Talk by Joshua Stephens at the London Action Research Centre, online here (41 mins).
[Later: a follow-on interview by Indyreader about the themes in his talk is online here.]
Discusses the overlaps of
personal practices, political organising and ideas of social justice and
change. A participant writes "The talk wove together autobiography, (post)anarchist theory, Buddhist practice and grassroots organising. It was accompanied by blackbird song and the call to prayer from the East London Mosque."
From the blurb:
A Thai Buddhist teacher by the name of Ajahn Chah once wrote, "We human
beings are constantly in combat, at war to escape the fact of being so
limited. But instead of escaping, we continue to create more suffering,
waging war with good, waging war with evil, waging war with what is
small, waging war with what is big, waging war with what is short or
long or right or wrong, courageously carrying on the battle." At some
level, we know this, intuitively. It's reflected back to us by political
and economic institutions on a daily basis -- whether it's the language
(and execution) of xenophobia, racism, and coercive force, or the
promise of buying our way out of discomfort, insecurity, and pain. Those
of us committed to forms of social transformation anchored to direct
democracy have cause to take this quite seriously, as we effectively
aspire to an unmediated politics; a world directly reflective of who we
are. "The State is a condition, a set of social relationships," noted
German anarchist Gustav Landauer, "it is a mode of behavior." Perhaps
more ominously, French philosopher Michel Foucault famously declared,
"Politics is war, continued by other means."

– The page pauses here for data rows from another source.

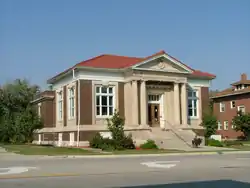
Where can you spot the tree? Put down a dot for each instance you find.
(241, 123)
(210, 123)
(18, 119)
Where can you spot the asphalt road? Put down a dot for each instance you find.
(171, 172)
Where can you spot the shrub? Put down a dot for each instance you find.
(233, 143)
(127, 142)
(149, 144)
(119, 140)
(215, 143)
(196, 142)
(97, 141)
(242, 123)
(210, 123)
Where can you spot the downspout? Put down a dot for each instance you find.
(78, 121)
(78, 102)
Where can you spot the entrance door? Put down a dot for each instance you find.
(154, 115)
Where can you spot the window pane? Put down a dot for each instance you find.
(110, 100)
(189, 103)
(110, 90)
(97, 100)
(190, 112)
(195, 112)
(104, 101)
(195, 103)
(97, 89)
(98, 110)
(190, 93)
(194, 94)
(111, 111)
(104, 111)
(104, 89)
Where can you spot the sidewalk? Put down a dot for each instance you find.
(152, 155)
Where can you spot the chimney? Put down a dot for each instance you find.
(243, 77)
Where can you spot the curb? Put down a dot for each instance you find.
(146, 155)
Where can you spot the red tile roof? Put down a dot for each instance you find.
(108, 61)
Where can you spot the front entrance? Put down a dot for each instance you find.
(154, 115)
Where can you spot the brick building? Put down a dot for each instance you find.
(228, 102)
(154, 93)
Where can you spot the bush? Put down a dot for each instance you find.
(150, 144)
(215, 143)
(196, 142)
(233, 143)
(97, 141)
(119, 140)
(210, 123)
(127, 142)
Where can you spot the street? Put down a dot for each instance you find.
(172, 172)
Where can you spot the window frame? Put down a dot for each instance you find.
(60, 106)
(231, 104)
(101, 94)
(241, 106)
(39, 110)
(72, 102)
(219, 126)
(225, 123)
(221, 107)
(194, 106)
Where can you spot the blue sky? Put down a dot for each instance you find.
(41, 38)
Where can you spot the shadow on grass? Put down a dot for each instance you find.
(202, 184)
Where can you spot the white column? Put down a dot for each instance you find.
(135, 103)
(184, 104)
(176, 103)
(143, 103)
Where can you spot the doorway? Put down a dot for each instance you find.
(154, 114)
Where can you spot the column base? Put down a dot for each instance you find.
(144, 126)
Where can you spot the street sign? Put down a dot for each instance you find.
(15, 170)
(160, 164)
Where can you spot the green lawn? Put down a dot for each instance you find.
(46, 150)
(50, 150)
(146, 151)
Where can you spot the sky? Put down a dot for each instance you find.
(41, 38)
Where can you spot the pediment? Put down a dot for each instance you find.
(162, 64)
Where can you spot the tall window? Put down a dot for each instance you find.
(232, 104)
(60, 105)
(241, 109)
(71, 102)
(219, 125)
(222, 107)
(225, 125)
(192, 103)
(104, 101)
(39, 109)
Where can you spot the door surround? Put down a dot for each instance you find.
(154, 97)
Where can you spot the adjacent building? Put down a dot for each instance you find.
(157, 91)
(228, 102)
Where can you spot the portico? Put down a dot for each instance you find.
(156, 103)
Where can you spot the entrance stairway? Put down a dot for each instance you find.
(173, 137)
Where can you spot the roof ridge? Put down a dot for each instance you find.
(123, 56)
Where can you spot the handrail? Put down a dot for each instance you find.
(176, 134)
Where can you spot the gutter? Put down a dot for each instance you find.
(232, 94)
(78, 103)
(61, 75)
(78, 121)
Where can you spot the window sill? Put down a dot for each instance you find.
(102, 117)
(71, 118)
(193, 118)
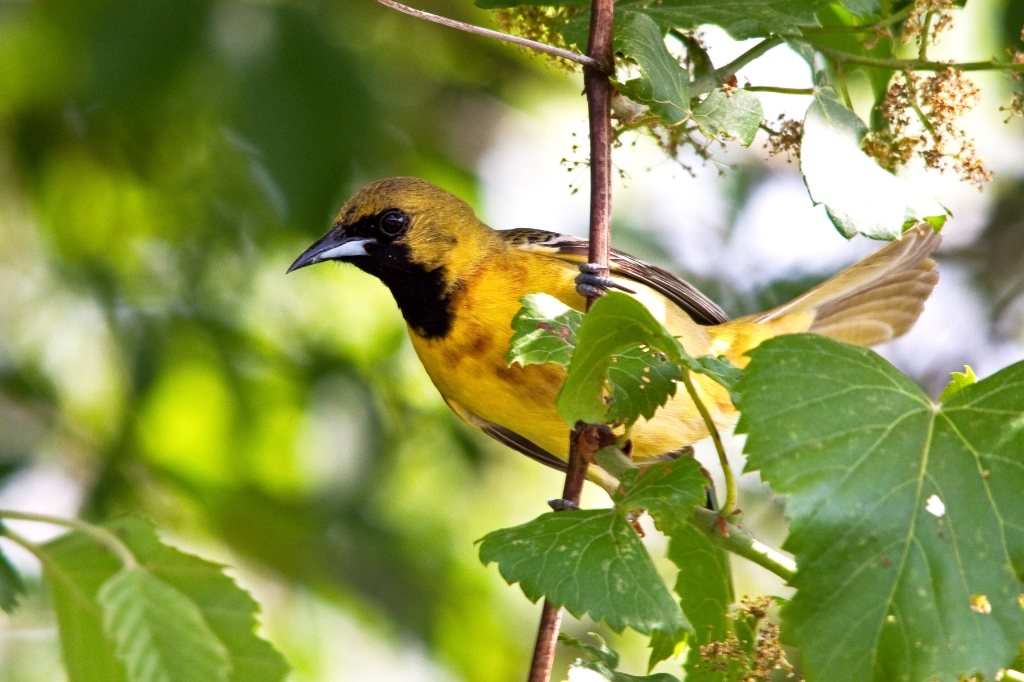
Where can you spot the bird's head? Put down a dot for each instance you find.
(397, 227)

While utterly necessary, the overthrow of intolerable institutions does
not magically equip us to build better ones. While complementary, the
two are distinct tasks. In this unprecedented moment of rapidly
unfolding, global social upheaval -- a moment that turns entirely on
what we bring to it, and how we meet each other -- can we afford modes
of behavior reproductive of war? Is there, perhaps, something deeply
political about forging a relationship with oneself that, itself, is an
act of refusal; a refusal of the impulse to control, dominate; a refusal
to be conducted by our anxieties and fears; an anti-authoritarian mode
of being?
*Joshua Stephens* is a board member with the Institute for Anarchist
Studies and has been active in anti-authoritarian movements for the last
two decades, drawing from mentors as diverse and dispersed as the
Ruckus Society and Murray Bookchin's Institute for Social Ecology in the
US, to Zapatistas in southern Mexico and the Popular Resistance
Committees in Palestine. His work has spanned coordinating and training
participants for direct action struggles around issues both local and
international, co-teaching a course on classical and contemporary
anarchist traditions at Georgetown University, and co-founding three
workers cooperatives. He lives in Brooklyn, NY where he's active with
the Occupy movement, and has spent the last two months traveling and
interviewing anarchists in the eastern Mediterranean.